Aylin Sözer, Selda Taş, Vesile Dönmez ve Betül Tuğluk… Bir günde dört cinayet!

Türkiye’de kadın cinayet durmak bilmiyor. Aylin Sözer İstanbul’da, Selda Taş Malatya’da, Vesile Dönmez Gaziantep’te, Betül Tuğluk İzmir’de öldürüldü. Bir günde dört cinayet işlendi.

Alman yayın kuruluşu DW Türkçe’nin haberine göre; kadın hakları savunucuları, avukatlar, siyasetçiler kadın cinayetlerinin hız kesmediğinden yakınıyorlar. Onlara göre, hükümet sadece sosyal medyada cinayetlere tepkilerin yükseldiğinde ses veriyor, ses verdiğinde de sadece “Cinayetlerin takipçisi olacağız. Sorumlular en ağır şekilde cezalandırılacak” açıklamalar yapılıyor.

Aylin Sözer cinayetinin ardından böylesi bir mesajı sosyal medya adresinden Aile, Çalışma ve Sosyal Hizmetler Bakanı Zehra Zümrüt Selçuk paylaştı. Selçuk, Twitter mesajında, “Akademisyen Aylin Sözer’in vahşice katledilişi hepimizi derinden yaraladı. Katilin en ağır cezayı alması için dava sürecinin yakın takipçisi olacağız” dedi.

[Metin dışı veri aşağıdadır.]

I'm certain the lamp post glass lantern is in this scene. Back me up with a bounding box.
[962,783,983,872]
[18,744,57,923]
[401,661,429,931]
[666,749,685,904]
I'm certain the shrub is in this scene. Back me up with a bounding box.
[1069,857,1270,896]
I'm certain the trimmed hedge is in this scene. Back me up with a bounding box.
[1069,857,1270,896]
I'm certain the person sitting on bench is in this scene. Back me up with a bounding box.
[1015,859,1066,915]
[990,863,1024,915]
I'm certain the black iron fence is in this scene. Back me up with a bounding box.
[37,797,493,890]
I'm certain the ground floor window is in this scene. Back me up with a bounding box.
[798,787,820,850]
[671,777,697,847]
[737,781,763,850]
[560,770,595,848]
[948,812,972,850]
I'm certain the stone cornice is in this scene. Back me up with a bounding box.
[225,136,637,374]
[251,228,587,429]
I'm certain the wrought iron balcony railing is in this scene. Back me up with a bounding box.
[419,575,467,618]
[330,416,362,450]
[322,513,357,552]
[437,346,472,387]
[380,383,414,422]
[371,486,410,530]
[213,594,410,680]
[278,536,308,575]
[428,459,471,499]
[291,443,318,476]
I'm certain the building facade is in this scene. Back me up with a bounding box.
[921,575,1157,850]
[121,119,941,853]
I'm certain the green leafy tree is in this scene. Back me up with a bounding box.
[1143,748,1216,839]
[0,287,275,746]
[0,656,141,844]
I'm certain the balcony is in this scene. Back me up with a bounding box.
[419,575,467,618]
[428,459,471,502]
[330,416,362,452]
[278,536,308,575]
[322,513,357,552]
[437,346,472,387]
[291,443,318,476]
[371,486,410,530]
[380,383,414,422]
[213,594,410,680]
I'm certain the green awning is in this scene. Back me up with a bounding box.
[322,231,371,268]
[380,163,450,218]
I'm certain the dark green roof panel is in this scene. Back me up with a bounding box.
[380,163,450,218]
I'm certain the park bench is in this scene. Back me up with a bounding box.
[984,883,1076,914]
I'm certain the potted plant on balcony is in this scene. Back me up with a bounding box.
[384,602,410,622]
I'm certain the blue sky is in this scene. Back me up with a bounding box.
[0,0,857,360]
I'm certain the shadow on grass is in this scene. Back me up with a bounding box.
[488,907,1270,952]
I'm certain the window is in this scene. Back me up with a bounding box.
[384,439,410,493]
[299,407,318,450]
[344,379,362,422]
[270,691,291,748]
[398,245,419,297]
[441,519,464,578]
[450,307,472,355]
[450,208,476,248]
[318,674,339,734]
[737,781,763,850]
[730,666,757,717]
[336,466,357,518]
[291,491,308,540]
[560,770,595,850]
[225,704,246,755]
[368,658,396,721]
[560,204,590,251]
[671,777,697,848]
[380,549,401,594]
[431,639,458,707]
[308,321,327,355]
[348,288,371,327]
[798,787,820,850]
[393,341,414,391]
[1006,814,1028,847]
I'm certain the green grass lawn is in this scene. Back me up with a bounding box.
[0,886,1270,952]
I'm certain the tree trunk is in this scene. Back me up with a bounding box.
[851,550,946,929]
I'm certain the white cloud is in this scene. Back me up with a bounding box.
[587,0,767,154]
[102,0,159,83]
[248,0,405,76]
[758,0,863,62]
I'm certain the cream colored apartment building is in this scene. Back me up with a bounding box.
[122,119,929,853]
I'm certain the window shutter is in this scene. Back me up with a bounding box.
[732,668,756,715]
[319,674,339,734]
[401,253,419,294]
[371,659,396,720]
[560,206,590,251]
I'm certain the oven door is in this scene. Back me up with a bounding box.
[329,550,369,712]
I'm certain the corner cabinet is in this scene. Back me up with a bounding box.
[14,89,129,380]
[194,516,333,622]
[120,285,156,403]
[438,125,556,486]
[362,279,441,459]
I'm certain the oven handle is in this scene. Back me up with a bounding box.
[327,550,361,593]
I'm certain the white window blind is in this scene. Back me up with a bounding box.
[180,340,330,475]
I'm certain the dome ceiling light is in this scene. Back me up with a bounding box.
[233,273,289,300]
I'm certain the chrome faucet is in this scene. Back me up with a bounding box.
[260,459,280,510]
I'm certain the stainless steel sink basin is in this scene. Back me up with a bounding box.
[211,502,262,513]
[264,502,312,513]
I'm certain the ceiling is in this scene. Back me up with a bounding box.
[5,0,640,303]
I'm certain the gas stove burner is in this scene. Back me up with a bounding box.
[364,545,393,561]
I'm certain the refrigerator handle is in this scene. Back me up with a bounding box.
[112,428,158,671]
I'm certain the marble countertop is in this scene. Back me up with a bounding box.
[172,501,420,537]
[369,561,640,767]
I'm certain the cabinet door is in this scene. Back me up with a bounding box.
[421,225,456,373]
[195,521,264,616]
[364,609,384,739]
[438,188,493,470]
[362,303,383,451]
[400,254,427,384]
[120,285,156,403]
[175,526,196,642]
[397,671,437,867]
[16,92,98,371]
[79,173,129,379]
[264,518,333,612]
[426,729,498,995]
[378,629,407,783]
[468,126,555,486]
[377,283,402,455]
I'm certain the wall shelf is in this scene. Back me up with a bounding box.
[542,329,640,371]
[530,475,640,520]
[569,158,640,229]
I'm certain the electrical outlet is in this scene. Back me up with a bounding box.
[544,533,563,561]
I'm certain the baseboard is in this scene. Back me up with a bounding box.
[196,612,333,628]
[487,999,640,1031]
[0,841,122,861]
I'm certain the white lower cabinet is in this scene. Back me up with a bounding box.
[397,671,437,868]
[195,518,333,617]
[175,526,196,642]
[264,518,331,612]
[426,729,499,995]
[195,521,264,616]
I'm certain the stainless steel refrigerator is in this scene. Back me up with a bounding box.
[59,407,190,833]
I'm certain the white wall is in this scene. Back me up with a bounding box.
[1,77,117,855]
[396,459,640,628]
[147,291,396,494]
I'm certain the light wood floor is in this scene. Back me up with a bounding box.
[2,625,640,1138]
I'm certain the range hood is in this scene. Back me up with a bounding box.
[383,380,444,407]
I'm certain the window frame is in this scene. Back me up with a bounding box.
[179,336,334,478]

Benzer bir mesaj, Cumhurbaşkanı Recep Tayyip Erdoğan’ın eşi Emine Erdoğan’dan geldi.

Bu tür mesajların cinayetleri durduramadığı gibi “sorumluluğu baştan savma” niteliği de taşıdığını düşünen sivil toplum örgütleri, cinayetlerin sonunun bir türlü gelmemesinin ardında hükümetin temel sorumluluklarını yerine getirmemesinin yattığını savunuyor.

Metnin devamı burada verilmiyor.